CosmoSim is a simulator for gravitational lensing.
Calculation of the amplitudes is computationally expensive, and a lot of care is needed to make it tenable. We have tried several approaches which have failed. The following notes solve only the subproblem of differentiating $\psi$ many times.
Under Construction
Using a Cartesian coordinate system aligned with the lens,
the lens potential is given as
\begin{equation}
\psi^{\mathrm{R}}(x’,y’) = C_0\cdot \frac{\sqrt{f}}{f’}\cdot\left[
y’\sin^{-1}\left(f’\cdot\frac{y’}{R}\right)

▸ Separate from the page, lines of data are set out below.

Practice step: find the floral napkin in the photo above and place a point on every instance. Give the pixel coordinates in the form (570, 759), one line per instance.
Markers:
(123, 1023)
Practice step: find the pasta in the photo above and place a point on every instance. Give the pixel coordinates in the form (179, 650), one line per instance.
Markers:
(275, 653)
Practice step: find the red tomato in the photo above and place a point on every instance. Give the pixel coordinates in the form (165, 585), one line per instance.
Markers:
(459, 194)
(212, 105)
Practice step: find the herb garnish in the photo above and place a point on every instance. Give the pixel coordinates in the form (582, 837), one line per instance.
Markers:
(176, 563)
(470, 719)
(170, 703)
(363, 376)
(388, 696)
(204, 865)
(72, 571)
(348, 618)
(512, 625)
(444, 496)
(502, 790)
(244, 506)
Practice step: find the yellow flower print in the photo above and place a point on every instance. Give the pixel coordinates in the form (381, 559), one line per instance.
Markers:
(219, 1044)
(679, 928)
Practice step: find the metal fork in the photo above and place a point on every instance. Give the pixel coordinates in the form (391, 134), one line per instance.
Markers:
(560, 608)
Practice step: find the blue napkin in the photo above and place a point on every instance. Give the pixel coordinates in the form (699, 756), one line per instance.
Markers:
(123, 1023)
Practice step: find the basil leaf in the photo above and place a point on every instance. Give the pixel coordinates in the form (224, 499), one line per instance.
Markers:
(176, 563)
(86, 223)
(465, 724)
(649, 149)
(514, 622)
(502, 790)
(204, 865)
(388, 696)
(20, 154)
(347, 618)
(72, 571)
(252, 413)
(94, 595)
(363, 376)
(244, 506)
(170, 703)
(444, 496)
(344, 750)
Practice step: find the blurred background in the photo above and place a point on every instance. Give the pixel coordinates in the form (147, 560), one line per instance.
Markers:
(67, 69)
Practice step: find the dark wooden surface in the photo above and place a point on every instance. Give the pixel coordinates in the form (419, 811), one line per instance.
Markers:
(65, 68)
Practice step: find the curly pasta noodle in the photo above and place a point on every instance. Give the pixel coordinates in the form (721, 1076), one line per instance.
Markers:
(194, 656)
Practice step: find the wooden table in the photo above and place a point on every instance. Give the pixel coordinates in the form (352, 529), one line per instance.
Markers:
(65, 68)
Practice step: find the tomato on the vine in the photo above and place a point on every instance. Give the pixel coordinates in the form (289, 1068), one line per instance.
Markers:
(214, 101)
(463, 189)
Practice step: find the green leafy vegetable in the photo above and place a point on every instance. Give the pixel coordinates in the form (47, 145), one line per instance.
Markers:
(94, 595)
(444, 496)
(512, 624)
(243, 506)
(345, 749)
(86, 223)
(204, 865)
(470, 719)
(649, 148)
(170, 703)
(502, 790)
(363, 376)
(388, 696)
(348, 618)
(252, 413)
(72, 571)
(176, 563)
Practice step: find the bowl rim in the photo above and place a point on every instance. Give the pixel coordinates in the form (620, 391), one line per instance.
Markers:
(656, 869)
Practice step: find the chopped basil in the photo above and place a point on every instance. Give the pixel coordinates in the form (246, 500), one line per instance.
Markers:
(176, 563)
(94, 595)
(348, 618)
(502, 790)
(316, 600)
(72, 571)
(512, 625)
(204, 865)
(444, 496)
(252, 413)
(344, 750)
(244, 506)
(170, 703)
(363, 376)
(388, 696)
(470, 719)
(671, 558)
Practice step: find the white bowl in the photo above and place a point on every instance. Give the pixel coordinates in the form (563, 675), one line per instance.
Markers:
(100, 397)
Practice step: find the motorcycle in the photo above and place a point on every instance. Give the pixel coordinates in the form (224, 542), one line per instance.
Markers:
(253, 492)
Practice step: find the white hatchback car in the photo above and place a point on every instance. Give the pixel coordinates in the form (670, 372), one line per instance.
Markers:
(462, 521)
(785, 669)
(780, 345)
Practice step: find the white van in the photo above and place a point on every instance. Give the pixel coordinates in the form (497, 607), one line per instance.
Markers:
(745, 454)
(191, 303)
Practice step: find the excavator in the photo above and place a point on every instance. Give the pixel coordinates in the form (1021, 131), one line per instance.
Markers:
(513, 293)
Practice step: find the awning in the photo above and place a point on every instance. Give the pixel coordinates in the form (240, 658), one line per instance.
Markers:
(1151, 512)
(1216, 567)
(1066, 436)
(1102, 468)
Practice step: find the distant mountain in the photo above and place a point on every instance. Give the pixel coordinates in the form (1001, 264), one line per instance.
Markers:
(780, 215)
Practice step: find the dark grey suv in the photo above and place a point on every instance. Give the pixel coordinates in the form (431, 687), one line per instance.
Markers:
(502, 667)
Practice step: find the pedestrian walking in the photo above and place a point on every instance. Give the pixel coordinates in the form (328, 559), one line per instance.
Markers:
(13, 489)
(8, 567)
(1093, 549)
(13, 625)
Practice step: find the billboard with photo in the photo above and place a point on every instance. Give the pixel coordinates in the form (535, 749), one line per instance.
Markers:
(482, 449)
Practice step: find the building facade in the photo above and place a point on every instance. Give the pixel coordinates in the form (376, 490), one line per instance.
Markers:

+ x’\sinh^{-1}\left(\frac{f’}{f}\cdot\frac{x’}{R}\right)
\right]
\end{equation}
where
\begin{equation}
R=\sqrt{x’^2+y’^2}
\end{equation}
The first order derivatives (see SIE) are given as
\begin{equation}
\frac{d}{dx’}\psi^{\mathrm{R}}(x’,y’) =
C_0\frac{\sqrt{f}}{f’}
\sinh^{-1}\left(\frac{f’}{f}\cdot\frac{x’}{R}\right)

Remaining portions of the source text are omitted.